AFL clubs fail to kick goals when it comes to health
AFL football teams are sending unhealthy messages, with all 18 teams in the national league sponsored by at least one company linked to unwholesome foods, alcohol or gambling, according to new research.
Almost all (88%) of clubs are sponsored by unhealthy food and beverage companies, with the makers of junk foods and drinks dominating the list of unhealthy sponsors (46%), the Curtin University study finds.
Coca-Cola sponsors more clubs than any other food or drink manufacturer: 13 of the 18 teams, followed by alcohol companies (43%), with the remainder of the unhealthy sponsors linked to gambling.
Carlton Draught is the leading alcohol manufacturer, sponsoring six teams.
Five of the teams ran out on the field with logos for unhealthy sponsors on their playing jumpers while none displayed logos for the healthiest sponsors, the researchers reported in the Australian and New Zealand Journal of Public Health.

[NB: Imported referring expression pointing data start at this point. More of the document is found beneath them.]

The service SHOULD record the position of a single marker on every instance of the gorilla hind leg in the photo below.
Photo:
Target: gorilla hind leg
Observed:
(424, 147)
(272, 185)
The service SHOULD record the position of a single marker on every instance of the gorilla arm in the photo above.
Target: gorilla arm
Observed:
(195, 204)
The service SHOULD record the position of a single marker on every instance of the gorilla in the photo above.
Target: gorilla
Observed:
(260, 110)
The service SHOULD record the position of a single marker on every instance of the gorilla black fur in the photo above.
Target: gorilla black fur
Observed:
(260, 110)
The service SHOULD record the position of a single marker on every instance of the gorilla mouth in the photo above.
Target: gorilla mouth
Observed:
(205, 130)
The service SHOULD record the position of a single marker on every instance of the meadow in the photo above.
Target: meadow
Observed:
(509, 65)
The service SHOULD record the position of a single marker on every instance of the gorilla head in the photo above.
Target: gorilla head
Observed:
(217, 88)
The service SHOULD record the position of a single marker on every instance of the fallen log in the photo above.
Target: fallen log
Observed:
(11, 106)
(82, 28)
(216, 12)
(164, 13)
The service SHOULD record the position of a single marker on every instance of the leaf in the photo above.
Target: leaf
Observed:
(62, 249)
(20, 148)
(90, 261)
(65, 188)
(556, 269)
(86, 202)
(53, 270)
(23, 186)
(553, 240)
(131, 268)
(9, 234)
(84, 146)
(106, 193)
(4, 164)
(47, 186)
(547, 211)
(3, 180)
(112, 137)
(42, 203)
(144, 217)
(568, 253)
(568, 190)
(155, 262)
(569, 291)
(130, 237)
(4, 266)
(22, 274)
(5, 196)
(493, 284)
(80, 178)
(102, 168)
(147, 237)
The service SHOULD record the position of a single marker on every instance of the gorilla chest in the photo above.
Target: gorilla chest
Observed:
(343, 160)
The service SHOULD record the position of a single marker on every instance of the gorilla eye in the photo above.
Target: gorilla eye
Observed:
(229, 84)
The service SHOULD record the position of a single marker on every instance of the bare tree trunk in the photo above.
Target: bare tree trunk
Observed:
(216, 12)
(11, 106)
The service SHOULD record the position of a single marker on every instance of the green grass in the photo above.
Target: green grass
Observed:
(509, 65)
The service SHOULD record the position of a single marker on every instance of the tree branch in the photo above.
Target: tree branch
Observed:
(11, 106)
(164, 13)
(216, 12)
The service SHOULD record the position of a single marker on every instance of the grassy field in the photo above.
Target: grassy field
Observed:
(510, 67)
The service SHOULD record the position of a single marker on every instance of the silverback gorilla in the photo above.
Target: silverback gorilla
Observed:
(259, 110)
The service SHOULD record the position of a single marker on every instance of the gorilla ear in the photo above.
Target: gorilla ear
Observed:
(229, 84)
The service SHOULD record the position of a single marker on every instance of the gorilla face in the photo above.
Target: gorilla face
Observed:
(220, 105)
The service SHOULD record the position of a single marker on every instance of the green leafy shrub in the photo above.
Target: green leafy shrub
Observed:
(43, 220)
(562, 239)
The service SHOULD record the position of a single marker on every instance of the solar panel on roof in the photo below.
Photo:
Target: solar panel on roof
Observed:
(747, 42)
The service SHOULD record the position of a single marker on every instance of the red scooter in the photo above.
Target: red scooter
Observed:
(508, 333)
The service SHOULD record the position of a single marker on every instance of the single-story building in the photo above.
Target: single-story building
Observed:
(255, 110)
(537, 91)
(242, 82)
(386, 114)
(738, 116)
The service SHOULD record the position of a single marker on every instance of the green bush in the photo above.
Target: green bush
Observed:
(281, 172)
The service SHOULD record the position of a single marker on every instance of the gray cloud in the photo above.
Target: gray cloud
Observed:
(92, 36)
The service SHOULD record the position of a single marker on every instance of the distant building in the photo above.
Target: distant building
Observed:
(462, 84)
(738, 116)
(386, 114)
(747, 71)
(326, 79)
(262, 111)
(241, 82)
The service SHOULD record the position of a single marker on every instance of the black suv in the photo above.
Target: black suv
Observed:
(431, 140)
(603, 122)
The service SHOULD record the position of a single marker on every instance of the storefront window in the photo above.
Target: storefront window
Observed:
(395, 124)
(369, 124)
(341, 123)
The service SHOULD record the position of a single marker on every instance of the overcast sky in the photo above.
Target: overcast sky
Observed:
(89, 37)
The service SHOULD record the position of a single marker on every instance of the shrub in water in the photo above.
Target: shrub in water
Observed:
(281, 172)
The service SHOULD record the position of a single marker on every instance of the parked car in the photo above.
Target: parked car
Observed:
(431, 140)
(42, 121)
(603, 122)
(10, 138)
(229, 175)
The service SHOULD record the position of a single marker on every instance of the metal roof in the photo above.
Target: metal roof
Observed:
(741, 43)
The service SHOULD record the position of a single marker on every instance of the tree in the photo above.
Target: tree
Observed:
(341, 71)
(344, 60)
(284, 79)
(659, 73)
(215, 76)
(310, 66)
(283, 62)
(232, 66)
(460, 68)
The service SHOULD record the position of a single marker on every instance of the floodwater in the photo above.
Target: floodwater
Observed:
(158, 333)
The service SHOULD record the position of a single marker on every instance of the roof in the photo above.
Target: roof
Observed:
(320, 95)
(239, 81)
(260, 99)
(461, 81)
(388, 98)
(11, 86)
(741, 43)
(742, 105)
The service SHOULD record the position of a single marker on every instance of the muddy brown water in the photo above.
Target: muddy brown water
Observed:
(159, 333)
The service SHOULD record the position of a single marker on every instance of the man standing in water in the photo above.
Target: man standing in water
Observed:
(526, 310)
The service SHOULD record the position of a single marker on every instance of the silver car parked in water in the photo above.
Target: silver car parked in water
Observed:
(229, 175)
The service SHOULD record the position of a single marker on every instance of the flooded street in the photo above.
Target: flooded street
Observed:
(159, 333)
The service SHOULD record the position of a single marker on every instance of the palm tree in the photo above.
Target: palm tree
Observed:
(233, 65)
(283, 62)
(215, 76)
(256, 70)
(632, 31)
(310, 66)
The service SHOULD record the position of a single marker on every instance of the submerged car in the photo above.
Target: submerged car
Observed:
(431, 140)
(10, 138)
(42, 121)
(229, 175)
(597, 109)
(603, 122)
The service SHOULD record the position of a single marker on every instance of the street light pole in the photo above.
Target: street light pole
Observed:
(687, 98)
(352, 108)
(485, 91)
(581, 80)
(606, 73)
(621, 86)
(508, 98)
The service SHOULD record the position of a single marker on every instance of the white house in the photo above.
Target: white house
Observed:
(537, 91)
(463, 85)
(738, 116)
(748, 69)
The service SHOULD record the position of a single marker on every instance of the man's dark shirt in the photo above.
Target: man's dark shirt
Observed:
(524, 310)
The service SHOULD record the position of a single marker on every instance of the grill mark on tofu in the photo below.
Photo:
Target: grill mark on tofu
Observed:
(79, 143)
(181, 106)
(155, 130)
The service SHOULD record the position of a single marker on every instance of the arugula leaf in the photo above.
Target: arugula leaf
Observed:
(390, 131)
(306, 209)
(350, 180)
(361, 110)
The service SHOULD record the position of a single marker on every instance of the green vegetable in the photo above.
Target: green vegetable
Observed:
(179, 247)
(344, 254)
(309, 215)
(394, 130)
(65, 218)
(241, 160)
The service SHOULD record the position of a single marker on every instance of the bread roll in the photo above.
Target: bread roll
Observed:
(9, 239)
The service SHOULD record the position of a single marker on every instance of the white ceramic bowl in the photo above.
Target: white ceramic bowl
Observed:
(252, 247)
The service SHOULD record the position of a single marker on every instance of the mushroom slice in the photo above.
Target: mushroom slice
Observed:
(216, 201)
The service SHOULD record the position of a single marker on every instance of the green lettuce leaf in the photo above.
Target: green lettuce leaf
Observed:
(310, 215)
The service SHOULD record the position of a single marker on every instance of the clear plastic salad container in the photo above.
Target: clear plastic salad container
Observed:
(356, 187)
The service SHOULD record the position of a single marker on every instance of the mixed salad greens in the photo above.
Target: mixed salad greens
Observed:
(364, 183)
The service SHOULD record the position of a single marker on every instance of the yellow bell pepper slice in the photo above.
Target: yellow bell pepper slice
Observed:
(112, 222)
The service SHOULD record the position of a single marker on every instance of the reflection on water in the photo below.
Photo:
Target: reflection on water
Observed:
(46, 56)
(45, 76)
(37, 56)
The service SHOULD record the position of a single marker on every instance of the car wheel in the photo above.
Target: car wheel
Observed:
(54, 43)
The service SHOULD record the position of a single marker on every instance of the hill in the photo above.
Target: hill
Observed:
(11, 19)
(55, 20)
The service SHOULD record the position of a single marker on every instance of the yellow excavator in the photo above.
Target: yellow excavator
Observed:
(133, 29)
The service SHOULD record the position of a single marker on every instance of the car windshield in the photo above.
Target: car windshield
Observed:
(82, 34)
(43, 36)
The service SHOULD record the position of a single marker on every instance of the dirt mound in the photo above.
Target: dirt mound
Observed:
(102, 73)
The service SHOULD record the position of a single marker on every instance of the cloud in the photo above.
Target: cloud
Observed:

“Unhealthy sponsorship is prevalent in the AFL," the authors wrote.
“Given the popularity and reach of this sport, it is suggested that a comprehensive and coordinated approach to advocate for the removal of unhealthy sponsors from sport, using similar tactics to those that removed tobacco sponsorship from sport, is needed within Australia.”
The study authors scoured the websites and playing jumpers of each club to identify sponsors, who they said collectively plough $145 million a year into the teams.

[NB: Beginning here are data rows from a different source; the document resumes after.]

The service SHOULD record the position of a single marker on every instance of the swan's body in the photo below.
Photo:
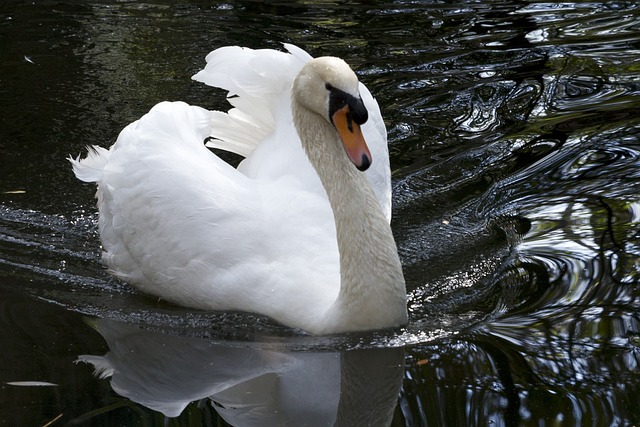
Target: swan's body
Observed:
(296, 233)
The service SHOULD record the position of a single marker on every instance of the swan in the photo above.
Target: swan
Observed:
(298, 232)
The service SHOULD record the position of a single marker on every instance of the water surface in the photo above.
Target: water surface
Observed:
(514, 132)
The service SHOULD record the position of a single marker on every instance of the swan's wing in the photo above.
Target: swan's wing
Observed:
(260, 126)
(256, 80)
(178, 222)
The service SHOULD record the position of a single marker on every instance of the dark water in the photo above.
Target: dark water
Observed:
(514, 132)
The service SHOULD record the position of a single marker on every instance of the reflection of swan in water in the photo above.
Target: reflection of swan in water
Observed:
(250, 386)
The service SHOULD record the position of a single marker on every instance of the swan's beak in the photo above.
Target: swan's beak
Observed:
(352, 139)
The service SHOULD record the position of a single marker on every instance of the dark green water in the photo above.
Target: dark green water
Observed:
(514, 132)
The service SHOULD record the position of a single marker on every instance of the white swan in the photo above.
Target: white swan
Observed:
(296, 233)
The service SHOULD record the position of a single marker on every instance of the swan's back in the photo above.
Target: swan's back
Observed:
(259, 127)
(178, 222)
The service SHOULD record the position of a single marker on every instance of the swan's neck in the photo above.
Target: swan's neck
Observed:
(372, 290)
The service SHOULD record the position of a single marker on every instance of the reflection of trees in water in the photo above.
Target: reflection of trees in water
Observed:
(564, 343)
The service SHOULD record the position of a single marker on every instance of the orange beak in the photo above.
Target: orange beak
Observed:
(352, 139)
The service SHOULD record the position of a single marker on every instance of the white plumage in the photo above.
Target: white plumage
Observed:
(178, 222)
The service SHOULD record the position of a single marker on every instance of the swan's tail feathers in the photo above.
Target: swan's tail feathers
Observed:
(257, 81)
(90, 169)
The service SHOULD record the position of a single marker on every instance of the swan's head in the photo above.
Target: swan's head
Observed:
(329, 87)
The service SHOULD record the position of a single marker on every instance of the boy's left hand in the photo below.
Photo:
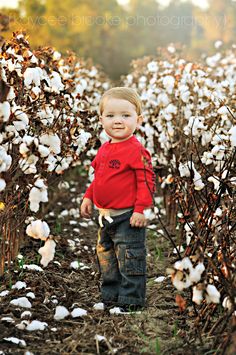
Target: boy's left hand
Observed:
(138, 220)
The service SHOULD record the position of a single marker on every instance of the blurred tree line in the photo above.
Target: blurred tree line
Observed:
(112, 35)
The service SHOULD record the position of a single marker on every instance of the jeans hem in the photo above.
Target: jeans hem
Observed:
(108, 298)
(131, 300)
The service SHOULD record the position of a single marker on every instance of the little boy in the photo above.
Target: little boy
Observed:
(122, 188)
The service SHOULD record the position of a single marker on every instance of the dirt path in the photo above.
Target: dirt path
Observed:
(158, 330)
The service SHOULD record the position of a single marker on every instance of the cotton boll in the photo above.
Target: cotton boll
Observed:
(198, 184)
(22, 120)
(196, 273)
(218, 212)
(185, 263)
(78, 312)
(21, 302)
(215, 181)
(162, 99)
(168, 82)
(23, 149)
(227, 304)
(213, 295)
(152, 66)
(2, 184)
(47, 252)
(33, 76)
(36, 325)
(5, 111)
(28, 165)
(52, 141)
(38, 194)
(184, 170)
(61, 313)
(197, 295)
(43, 151)
(5, 160)
(38, 229)
(178, 281)
(19, 285)
(232, 133)
(56, 84)
(99, 306)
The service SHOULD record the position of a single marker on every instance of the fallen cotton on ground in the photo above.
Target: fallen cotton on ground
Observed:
(66, 314)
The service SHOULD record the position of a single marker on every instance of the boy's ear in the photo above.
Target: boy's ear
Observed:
(139, 120)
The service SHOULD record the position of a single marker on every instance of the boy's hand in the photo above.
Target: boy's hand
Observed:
(138, 220)
(86, 208)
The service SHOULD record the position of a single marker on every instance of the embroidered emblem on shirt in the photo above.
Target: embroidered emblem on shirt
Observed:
(114, 164)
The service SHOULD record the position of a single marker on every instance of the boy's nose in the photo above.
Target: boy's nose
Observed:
(118, 119)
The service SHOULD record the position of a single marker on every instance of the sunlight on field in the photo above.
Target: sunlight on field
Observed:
(9, 3)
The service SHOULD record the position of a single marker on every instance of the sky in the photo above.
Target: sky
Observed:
(201, 3)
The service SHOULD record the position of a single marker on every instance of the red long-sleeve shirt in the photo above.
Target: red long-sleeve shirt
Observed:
(123, 176)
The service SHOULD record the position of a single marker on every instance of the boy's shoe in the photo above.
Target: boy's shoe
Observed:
(127, 309)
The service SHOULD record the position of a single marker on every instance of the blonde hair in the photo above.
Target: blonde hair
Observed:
(123, 93)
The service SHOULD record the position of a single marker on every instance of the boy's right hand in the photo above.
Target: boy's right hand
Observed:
(86, 208)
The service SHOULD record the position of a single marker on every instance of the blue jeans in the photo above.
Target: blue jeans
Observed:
(122, 259)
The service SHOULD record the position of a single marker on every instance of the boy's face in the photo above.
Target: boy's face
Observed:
(119, 119)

Food and beverage manufacturers got a red rating if their products contained more than 50% of saturated fats, salts and sugars and were low in fibre, but an amber rating if they had some nutritional value.
A green rating was granted to companies whose food was high in fibre and had less than 50% bad fats, salt and sugar or who promoted healthy eating.

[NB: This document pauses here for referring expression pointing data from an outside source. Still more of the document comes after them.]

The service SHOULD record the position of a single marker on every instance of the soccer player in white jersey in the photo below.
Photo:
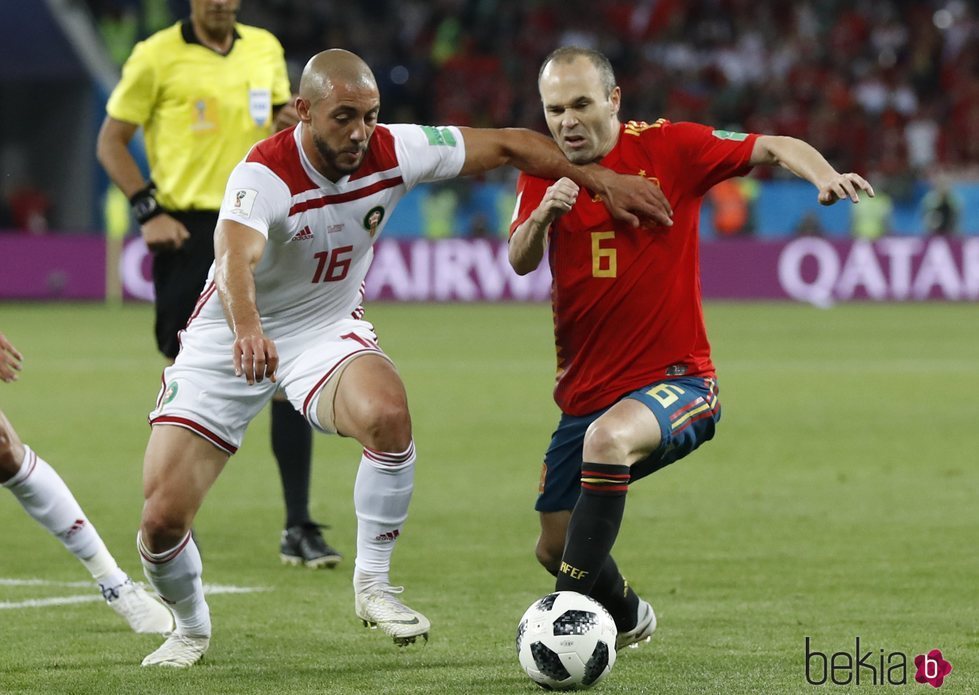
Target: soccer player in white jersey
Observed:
(282, 310)
(45, 497)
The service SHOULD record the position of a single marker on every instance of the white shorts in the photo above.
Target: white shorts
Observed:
(201, 392)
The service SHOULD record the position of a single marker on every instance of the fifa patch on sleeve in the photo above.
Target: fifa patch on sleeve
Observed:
(241, 201)
(729, 135)
(439, 136)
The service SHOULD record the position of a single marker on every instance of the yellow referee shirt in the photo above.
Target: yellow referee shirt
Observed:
(200, 111)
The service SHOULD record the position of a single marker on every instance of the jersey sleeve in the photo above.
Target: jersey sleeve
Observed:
(530, 191)
(428, 153)
(134, 97)
(707, 156)
(256, 198)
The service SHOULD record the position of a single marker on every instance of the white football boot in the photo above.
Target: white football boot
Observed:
(379, 607)
(143, 612)
(179, 651)
(644, 629)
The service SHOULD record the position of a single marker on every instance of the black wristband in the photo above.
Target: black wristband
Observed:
(144, 205)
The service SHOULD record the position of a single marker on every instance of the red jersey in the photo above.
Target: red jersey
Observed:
(627, 307)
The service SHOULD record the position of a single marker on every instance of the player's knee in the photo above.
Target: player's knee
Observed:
(11, 453)
(388, 426)
(162, 529)
(605, 443)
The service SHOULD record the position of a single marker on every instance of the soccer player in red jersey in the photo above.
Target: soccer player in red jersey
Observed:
(635, 381)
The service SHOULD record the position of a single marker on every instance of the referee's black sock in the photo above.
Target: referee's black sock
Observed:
(593, 527)
(292, 444)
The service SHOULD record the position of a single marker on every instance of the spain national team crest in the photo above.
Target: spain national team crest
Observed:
(373, 219)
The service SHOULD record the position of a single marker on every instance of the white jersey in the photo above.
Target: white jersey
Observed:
(320, 233)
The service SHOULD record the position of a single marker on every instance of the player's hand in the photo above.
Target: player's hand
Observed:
(254, 357)
(164, 233)
(10, 360)
(636, 200)
(558, 199)
(844, 186)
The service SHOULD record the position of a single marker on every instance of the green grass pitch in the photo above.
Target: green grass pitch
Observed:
(839, 499)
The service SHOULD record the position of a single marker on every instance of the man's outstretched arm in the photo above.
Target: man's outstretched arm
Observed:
(630, 199)
(805, 161)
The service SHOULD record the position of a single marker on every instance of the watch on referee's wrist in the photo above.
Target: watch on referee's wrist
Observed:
(145, 207)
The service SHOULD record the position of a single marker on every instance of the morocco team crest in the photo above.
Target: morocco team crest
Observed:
(373, 219)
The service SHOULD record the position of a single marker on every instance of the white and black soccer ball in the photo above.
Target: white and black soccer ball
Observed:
(565, 641)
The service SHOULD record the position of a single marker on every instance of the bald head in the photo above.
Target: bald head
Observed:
(327, 69)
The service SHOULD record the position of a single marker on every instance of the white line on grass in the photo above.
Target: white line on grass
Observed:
(210, 589)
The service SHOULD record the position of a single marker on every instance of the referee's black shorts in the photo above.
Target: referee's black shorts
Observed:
(178, 277)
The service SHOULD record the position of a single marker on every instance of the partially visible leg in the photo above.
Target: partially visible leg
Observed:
(623, 435)
(611, 589)
(302, 541)
(292, 444)
(178, 470)
(46, 498)
(371, 405)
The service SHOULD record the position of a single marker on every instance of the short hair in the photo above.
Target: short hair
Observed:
(567, 54)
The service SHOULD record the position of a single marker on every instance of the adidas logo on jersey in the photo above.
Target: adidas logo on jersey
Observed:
(304, 234)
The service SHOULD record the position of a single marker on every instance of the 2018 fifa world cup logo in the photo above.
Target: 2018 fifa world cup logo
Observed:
(373, 219)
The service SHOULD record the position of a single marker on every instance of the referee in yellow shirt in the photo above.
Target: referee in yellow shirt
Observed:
(204, 91)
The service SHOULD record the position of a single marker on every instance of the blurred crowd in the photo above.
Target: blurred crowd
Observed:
(887, 88)
(881, 86)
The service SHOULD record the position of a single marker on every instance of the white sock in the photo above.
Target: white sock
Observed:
(381, 496)
(43, 494)
(175, 575)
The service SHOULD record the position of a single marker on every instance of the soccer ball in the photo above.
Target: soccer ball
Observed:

“With such high exposure to fast food brands within the AFL, the concern is that the more children are engaged in, or watch the sport, the greater the influence that junk food sponsorship will have on young people,” the researchers said.
All but three of the teams were sponsored by alcohol companies while 33% were sponsored by wagering companies and casinos.
“This is normalising gambling as part of the AFL experience,” the study authors wrote.
Based on a scoring system of a point for each red sponsor and half-a-point per amber-sponsor, the Brisbane Lions had the dubious honour of coming top of the unhealthy sponsorship ladder.
Ironically, Richmond, which sits on top of the ladder heading into the AFL finals, also ‘won’ the sponsorship challenge, earning the least points for unhealthy sponsors.